To date, many proposed alternative in vitro toxicology tests in the U.S. have accumulated in the scientific literature and regulatory platforms without the benefit of arriving at general acceptance. The situation is due in part to the difficulty associated with introduction of experimental systems from individual laboratories. Thus the organization of multilaboratory validation programs is prompted by in vitro toxicologists as a possible remedy for the problem. For example, public interest groups, academic institutions, corporate industries, and government agencies in the European Union (E.U.) and U.S. must be actively engaged in promoting the development of in vitro toxicology tests by organizing well planned programs.

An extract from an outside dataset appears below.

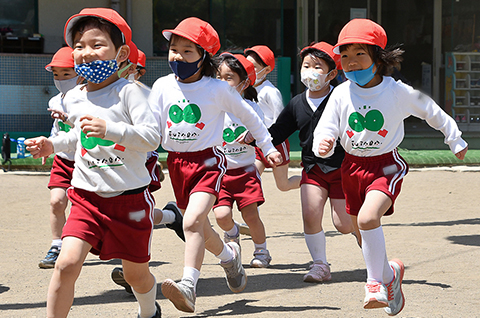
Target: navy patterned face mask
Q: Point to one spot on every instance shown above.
(97, 71)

Contemporary validation studies can be facilitated through collaborative international cooperation, particularly through the efforts of government sponsored and independent organizations, such as the U.S. Interagency Coordinating Committee on the Validation of Alternative Methods (ICCVAM), U.S. National Toxicology Program (NTP) Interagency Center for the Evaluation of Alternative Toxicological Methods (NICEATM), the European Centre for Validation of Alternative Methods (ECVAM), and the Center for Documentation and Evaluation of Alternative Methods to Animal Experiments (ZEBET, Germany). These alliances provide a foundation for validating alternative methods along with promotion and encouragement for the harmonization of scientific approaches to validation and review. In addition, both ICCVAM and ECVAM have outlined key objectives: to stimulate development of test methods and testing strategies in prioritized areas by individual laboratories and to facilitate the nomination of promising test methods for appropriate regulatory translation.

Concluding Remarks

Current and future validation should not be hampered by theoretical considerations of the best way to achieve regulatory acceptance. The refinement of the validation programs should be approached as a set of generally applicable rules. The most effective future validation will probably require studies directed at all levels, including the efforts of individual laboratories, reliability-oriented multilaboratory programs, and multiple-method multilaboratory perspectives focused on cell based toxicology. In addition, methods used extensively in past years should not be treated with the same approach as newly developed, untried procedures. This perspective wastes time and resources.

It is important to understand that the progress of in vitro cytotoxicology relies on the continuous development of better strategies to evaluate methodologies rather than as a set of inflexible rules for the inclusion or exclusion of protocols. More importantly, efforts to evaluate the scientific integrity of methods for validation purposes should be managed, guided and administered by independent investigative groups rather than government or industry sponsored organizations. The groups must be free of vested interests, with their services directed toward the development of scientifically valid programs. Consequently, the rate-limiting step is not dependent on the available biotechnology but relies on a cohesive effort among the competing entities to discover the most efficient means to this end.

Acknowledgement

Research performed in this laboratory is supported in part by grants from the International Foundation for Ethical Research (IFER, Chicago, IL, USA) and the Alternatives Research & Development Foundation (ARDF, Jenkintown, PA, USA).
©2008 Frank Barile

References
Parts of this essay are adapted from:

Barile, F.A. (2007). Standardization and Validation of Alternative Methods, in Principles of Toxicology Testing. 259-272, Taylor & Francis LLC, Boca Raton, FL, USA.